4. Off we went through forest, over ravine, and through streams, till at last, at the top of the ravine, the elephants were seen. This was a moment of excitement! We were all scattered. The collector had taken the middle path; Captain B- some huntsmen, and myself took the left; and other hunters scrambled down that to the right. At this moment I did not see anything but what I took to be a native hut roofed with leaves; but, after advancing a few yards, the huge head of an elephant shaking above the jungle, within ten yards of us, burst suddenly upon my view.

5. Captain B and a hunter were just before me; we all fired at the same moment, and in so direct a line that the percussion-cap of my gun hit the hunter, whom I thought at first I had shot. This accident, though it proved slight, troubled me a little. The great excitement occasioned by seeing, for the first time, a wild beast at liberty and in a state of nature, produced a sensation of hope and fear that was intense.
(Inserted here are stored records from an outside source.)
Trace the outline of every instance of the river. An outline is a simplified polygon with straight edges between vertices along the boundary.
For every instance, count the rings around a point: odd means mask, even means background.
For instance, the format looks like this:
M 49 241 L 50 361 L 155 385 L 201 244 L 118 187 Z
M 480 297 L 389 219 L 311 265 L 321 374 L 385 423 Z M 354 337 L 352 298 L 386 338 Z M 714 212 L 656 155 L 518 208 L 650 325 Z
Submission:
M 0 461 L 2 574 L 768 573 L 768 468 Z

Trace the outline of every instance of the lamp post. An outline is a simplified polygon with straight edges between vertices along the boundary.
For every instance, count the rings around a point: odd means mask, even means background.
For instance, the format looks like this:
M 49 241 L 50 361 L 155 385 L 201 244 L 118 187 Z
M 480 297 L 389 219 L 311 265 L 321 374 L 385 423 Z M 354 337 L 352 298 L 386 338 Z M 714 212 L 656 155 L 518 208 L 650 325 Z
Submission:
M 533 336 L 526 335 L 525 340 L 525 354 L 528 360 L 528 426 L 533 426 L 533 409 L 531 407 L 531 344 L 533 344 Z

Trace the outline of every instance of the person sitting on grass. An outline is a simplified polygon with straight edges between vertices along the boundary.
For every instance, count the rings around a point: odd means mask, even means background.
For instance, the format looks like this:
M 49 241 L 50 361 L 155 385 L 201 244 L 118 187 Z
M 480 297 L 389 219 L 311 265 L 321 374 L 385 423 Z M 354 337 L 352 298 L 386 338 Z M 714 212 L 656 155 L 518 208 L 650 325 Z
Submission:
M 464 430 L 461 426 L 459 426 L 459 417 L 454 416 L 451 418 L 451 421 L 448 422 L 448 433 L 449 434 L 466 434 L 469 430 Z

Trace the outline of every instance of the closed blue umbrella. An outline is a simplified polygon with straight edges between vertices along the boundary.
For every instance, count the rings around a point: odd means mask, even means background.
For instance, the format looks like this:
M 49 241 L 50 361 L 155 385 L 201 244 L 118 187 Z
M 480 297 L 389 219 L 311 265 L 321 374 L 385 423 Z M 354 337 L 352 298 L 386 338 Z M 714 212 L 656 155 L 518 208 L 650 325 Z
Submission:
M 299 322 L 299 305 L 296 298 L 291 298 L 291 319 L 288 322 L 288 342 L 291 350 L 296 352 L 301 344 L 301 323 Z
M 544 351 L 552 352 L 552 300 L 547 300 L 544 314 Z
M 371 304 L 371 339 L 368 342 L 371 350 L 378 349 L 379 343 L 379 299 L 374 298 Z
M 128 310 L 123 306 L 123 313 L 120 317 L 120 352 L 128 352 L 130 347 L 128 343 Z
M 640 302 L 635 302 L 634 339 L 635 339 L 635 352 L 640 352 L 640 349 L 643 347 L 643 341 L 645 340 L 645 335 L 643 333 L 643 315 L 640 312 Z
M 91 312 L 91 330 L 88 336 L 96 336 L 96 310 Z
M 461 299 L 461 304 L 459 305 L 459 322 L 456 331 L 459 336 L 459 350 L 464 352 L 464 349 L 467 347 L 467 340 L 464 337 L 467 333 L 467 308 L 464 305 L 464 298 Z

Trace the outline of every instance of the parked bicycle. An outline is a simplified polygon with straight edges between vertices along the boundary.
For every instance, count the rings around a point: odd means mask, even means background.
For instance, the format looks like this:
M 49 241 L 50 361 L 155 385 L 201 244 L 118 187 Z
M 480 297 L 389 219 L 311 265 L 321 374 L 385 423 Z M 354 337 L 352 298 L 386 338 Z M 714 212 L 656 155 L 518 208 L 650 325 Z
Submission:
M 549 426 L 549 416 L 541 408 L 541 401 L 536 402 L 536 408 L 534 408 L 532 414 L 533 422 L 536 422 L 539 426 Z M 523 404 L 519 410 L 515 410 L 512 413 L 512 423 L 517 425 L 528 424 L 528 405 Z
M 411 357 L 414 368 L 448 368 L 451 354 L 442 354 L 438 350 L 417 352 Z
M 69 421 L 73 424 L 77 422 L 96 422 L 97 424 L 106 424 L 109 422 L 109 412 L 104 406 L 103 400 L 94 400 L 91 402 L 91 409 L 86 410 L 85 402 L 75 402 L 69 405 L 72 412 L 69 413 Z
6. The startling appearance of such a huge creature, and our being scattered and separated, created for an instant a slight dismay, which may be better understood than described. The beast gave one of his horrid trumps, and charged somebody whom I could not see; but I followed him, and the next instant beheld the collector running, without hat or gun, and the elephant after him. I fired instantly, intending to hit a vital part, which is under the ear; the shot struck, but, unfortunately, without taking proper effect.